Moyo and his team shared their findings in an international database on Nov. 23, he said, and just hours later, a separate group in South Africa reported similar findings. Another group of researchers in Hong Kong also reported similar findings shortly after.

Moyo said he initially believed the new Omicron variant would be a weak virus with minimal side effects, but owing to its ability to replicate quickly and evade parts of the immune system, the risk of reinfection is much higher.

To date, more than 20 cases of Omicron have been reported in the United States, while worldwide, no deaths associated with the new variant have been reported.

“We hope that as data is coming in, people are going back to their freezers and they are pulling out old samples,” Moyo said. “Some scientists have done just that and have found that the Omicron lineage was already circulating as early as October.”
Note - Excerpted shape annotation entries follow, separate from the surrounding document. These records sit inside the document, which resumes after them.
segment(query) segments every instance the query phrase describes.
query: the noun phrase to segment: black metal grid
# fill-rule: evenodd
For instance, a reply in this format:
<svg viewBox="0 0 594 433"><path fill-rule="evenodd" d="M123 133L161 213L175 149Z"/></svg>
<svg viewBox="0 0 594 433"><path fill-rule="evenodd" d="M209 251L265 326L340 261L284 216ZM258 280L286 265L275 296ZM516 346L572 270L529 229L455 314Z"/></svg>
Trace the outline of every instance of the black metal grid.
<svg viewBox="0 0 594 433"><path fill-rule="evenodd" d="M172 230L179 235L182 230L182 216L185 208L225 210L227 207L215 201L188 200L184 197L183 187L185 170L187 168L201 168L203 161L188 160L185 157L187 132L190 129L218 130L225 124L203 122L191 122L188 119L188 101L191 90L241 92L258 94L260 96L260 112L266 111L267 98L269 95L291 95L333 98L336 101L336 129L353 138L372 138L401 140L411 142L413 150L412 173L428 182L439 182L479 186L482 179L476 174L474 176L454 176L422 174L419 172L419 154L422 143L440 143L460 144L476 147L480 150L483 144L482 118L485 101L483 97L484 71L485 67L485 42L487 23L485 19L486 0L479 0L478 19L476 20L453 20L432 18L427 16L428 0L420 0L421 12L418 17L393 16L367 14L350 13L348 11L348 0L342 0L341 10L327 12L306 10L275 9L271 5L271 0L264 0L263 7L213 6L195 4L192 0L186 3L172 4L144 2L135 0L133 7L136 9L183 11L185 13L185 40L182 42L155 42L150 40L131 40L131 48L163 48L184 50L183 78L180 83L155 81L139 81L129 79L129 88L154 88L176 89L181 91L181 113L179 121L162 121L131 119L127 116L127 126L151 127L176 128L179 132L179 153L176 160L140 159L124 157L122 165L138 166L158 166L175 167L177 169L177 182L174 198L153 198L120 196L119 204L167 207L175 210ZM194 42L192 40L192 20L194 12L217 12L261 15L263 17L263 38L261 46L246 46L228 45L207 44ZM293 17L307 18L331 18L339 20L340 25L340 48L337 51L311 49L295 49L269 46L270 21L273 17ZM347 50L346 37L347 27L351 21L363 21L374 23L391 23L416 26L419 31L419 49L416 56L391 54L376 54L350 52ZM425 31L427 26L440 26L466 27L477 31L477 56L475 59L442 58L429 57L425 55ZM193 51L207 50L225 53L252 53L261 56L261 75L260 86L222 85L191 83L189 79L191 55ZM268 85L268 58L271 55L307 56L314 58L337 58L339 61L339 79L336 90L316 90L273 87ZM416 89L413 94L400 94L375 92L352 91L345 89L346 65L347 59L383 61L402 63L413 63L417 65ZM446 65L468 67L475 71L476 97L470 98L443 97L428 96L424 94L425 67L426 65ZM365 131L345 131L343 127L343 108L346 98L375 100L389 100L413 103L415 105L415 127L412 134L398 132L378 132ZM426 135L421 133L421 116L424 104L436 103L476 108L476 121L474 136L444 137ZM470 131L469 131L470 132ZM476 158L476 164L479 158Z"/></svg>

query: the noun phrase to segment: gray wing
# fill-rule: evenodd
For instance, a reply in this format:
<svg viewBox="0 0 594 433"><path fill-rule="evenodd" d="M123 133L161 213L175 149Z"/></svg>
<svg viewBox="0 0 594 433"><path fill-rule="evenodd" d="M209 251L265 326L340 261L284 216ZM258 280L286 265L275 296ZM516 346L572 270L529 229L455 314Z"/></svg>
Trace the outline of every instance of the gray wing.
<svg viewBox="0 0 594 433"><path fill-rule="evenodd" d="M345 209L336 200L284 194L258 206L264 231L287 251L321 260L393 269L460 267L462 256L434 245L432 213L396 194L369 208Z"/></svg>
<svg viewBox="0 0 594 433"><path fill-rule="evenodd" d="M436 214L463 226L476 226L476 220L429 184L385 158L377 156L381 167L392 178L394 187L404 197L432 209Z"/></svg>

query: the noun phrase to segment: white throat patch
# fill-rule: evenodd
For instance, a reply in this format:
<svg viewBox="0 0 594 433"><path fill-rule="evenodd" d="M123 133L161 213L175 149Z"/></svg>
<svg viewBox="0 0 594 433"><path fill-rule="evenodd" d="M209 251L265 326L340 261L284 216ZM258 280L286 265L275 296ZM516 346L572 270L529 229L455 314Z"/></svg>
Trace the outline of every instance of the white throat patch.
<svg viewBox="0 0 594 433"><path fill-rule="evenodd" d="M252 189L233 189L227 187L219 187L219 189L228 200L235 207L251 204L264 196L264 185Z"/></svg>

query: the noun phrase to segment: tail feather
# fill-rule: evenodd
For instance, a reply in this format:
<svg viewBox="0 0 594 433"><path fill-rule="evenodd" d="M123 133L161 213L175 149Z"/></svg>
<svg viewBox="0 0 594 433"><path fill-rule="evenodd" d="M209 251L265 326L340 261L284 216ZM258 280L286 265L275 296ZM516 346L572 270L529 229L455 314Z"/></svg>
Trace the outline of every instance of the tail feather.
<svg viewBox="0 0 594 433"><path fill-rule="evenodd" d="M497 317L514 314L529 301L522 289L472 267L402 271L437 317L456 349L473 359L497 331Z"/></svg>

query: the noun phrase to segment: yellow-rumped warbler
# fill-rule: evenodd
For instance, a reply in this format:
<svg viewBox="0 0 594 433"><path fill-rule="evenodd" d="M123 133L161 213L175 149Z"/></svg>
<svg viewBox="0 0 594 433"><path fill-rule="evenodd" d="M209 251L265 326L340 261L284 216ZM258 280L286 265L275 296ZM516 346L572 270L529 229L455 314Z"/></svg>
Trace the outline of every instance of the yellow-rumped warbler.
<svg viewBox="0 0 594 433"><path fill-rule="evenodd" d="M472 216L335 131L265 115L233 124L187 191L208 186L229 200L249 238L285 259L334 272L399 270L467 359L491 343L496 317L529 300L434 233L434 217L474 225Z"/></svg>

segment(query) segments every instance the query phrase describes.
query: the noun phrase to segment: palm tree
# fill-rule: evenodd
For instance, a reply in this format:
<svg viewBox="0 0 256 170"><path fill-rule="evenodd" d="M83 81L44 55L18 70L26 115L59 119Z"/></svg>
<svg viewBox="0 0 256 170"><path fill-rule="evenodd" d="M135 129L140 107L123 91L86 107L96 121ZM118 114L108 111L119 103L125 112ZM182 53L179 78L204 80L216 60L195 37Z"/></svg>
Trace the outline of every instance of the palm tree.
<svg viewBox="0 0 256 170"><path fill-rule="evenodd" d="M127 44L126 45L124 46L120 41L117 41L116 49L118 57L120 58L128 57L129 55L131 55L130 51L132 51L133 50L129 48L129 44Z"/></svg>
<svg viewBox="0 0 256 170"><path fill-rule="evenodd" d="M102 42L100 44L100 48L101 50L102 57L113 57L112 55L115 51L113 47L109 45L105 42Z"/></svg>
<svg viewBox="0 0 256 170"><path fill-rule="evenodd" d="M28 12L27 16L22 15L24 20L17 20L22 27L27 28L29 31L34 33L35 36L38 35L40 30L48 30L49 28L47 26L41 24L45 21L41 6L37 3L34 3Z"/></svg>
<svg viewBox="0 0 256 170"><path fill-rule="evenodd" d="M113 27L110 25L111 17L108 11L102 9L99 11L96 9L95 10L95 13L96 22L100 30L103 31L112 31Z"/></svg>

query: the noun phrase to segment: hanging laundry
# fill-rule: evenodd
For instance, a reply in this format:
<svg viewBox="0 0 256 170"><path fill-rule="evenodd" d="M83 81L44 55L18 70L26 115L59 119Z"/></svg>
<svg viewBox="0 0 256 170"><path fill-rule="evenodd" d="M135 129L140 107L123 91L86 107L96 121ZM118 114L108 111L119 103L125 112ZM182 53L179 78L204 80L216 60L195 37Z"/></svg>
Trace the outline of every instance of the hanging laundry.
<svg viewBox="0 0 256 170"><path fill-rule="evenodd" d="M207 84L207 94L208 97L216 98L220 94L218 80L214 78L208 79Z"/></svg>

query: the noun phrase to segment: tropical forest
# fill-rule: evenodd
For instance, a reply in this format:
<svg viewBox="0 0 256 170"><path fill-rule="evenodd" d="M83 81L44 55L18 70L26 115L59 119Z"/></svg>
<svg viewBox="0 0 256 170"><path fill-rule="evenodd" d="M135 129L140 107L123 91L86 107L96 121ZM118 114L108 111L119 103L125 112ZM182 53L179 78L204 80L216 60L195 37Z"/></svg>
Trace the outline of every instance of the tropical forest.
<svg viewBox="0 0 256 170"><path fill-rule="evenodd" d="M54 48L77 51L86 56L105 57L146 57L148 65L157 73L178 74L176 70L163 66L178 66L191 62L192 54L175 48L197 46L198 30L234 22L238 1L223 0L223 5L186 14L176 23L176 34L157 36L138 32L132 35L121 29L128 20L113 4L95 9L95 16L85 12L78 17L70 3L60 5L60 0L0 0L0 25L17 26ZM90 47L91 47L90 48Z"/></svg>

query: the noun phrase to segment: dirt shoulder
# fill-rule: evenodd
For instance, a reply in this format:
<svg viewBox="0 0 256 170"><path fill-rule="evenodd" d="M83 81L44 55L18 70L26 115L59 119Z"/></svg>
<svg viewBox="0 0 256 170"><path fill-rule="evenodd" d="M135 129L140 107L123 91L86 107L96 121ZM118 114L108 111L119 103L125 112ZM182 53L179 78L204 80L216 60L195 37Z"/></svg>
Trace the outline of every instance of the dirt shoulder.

Meanwhile, the World Health Organization’s (WHO) chief scientist said on Dec. 3 that the new Omicron variant could displace the Delta variant as the dominant strain but that it isn’t yet clear whether it is milder than other CCP virus variants.

“It is possible that it could become [the] dominant variant,” Soumya Swaminathan said during a Reuters event, adding that it’s impossible for scientists to make that prediction. The Delta variant, she said, currently accounts for 99 percent of COVID-19 cases around the world.

“How worried should we be? We need to be prepared and cautious, not panic, because we’re in a different situation to a year ago,” Swaminathan said.

But Swaminathan told Reuters that there’s no conclusive evidence showing Omicron is a milder variant than the Delta or Alpha strains.

“It does seem to be able to overcome some of the natural immunity from previous infection,” the U.N. health agency official said. “The fact that they’re not getting sick ... that means the vaccines are still providing protection, and we would hope that they would continue to provide protection,” she said.